Friday, January 20, 2012

PowerPoint sucks

Fun facts on PowerPoint:

  • The "criticism" section of the Wikipedia page on it is more than 30 percent of the total length. (601 words out of 1,926, not counting footnotes, infoboxes not part of the actual article, etc.)

  • Former members of the Army have praised PowerPoint for its ability avoid sharing information, like in press briefings where the speaker wants to avoid tough questions.

  • PowerPoint has been cited as one of the causes of the Space Shuttle explosion in 2003.

Clearly, PowerPoint is a great threat to the Republic.

OK, clearly, not really. The problem is, just like lots of other computerized things, stupid people use it thoughtlessly, freely. If someone was going to do a presentation that would be 84 slides, if he had to create all the slides using transparencies or an actual slide projector by hand, before he had even started he'd say to himself, "Wait a minute, do I really need all this? I'm not even sure we have enough transparencies in the supply closet. Most of the text will be OK, but I'd have to do some of the graphs by hand, and that would be ugly. And anyways, this is a ton of information. Maybe I should summarize and condense it better. Or take out all the parts that aren't really, really important. Or just call in sick that day."
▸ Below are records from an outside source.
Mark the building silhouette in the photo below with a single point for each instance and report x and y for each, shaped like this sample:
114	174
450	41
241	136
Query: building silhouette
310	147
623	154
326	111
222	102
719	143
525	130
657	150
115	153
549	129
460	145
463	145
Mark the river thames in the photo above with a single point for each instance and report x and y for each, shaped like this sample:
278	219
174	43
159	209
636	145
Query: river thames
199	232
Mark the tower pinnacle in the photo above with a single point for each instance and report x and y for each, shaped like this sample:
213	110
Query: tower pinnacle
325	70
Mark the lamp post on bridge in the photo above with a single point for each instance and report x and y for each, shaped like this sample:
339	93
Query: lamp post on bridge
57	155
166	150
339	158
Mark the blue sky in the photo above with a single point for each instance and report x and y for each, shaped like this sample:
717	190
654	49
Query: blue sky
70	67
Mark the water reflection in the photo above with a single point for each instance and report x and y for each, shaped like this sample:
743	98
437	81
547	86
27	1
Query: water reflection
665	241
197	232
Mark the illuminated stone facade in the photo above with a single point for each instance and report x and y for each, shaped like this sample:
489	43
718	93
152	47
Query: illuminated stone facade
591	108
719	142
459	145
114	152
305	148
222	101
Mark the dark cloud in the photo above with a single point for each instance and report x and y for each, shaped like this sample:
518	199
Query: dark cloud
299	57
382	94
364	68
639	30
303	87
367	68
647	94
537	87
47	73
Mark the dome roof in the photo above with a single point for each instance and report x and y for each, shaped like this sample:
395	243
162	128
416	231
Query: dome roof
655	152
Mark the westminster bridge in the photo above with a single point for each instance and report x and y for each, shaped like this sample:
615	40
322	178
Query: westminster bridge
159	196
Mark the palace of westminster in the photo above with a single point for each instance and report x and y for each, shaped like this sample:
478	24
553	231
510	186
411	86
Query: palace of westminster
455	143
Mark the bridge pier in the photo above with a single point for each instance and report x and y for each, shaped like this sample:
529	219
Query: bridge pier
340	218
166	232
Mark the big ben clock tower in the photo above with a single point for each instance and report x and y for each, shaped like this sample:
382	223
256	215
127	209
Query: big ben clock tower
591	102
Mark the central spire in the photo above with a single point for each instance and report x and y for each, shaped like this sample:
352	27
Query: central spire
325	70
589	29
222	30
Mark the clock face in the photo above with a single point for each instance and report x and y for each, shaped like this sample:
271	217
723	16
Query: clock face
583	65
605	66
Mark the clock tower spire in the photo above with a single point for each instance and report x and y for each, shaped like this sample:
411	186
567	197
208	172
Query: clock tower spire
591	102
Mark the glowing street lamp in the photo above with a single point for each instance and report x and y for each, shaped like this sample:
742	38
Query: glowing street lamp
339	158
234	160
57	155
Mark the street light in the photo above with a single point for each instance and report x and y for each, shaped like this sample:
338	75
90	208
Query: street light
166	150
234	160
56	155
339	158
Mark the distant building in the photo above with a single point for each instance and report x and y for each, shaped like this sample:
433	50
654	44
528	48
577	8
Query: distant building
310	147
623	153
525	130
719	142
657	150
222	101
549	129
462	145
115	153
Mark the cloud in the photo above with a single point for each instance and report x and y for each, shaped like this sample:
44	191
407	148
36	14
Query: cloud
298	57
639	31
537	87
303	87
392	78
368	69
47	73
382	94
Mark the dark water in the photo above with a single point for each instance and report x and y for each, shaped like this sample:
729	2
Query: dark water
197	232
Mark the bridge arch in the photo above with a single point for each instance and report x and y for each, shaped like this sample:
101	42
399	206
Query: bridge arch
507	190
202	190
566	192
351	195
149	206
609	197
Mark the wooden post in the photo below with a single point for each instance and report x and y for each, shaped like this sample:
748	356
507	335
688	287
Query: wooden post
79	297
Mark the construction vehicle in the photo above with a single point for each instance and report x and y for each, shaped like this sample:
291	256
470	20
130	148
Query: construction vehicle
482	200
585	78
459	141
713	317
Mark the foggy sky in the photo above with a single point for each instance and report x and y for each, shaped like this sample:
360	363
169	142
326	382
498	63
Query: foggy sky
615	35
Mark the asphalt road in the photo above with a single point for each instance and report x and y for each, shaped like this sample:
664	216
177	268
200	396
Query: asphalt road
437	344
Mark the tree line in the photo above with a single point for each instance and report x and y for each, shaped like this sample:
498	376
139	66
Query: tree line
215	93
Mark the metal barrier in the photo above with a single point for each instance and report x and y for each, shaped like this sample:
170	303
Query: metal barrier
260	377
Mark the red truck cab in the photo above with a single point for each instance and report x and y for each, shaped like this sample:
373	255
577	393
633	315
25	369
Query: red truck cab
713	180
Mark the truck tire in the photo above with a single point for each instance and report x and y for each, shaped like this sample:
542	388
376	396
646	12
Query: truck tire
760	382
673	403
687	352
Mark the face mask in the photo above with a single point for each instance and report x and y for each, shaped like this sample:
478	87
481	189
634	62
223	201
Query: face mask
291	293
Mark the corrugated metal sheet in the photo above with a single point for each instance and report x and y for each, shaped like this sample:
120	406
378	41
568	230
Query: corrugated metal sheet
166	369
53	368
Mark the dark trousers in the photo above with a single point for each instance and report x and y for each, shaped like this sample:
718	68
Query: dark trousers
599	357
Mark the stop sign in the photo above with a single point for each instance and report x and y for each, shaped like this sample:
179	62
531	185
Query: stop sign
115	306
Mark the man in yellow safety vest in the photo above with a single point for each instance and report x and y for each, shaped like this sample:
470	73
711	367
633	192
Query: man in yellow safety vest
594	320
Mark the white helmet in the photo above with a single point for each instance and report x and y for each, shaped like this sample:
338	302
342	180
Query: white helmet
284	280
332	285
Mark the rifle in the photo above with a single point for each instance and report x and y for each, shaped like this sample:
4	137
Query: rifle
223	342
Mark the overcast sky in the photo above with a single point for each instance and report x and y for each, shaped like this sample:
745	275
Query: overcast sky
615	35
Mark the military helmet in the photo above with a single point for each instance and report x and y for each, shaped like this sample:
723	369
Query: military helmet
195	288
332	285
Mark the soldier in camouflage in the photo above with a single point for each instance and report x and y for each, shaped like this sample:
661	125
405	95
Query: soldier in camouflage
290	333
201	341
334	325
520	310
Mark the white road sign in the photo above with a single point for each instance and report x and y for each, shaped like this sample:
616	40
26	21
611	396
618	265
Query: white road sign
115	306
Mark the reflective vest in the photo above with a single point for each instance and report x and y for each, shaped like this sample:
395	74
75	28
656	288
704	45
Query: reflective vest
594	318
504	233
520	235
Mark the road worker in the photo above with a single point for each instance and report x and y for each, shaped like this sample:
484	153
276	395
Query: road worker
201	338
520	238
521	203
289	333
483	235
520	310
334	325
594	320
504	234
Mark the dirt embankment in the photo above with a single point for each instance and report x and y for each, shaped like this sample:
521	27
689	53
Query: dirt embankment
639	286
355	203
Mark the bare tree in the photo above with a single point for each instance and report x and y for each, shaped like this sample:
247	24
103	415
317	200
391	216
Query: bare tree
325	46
If you have PowerPoint, though, and you want to do a presentation that's 84 slides, well, fuck it, why not? There are no office supplies to run out of. Putting pictures on slides is as easy as text and using zany formatting is even easier than those. If a slide winds up unreadable with dense text, it's actually easier to split it onto a second slide than to edit the text to be more concise. The program makes visual aids for presentations so easy that you don't even have to think about it. So some people choose not to.

The well-meaning but dumb boss, for example. Last week's presentation was available for download on the department's Web site for some strange reason, so I got it and counted the slides. 84. The meeting was only scheduled to take an hour. If the meeting ended on time and if he had actually bothered to show us all the slides, that would have been more than one a minute, so we would have been rushed indeed. Unfortunately, the meeting took an hour and a half, and after I downloaded it I found that he still didn't get through all of them.

I intend to follow this post up later, with even more problems from last week's meeting and from other meetings in general, but that right there is a big, obvious one: if you have more than, say, one slide for every minute of expected speaking time, then you're probably doing something wrong.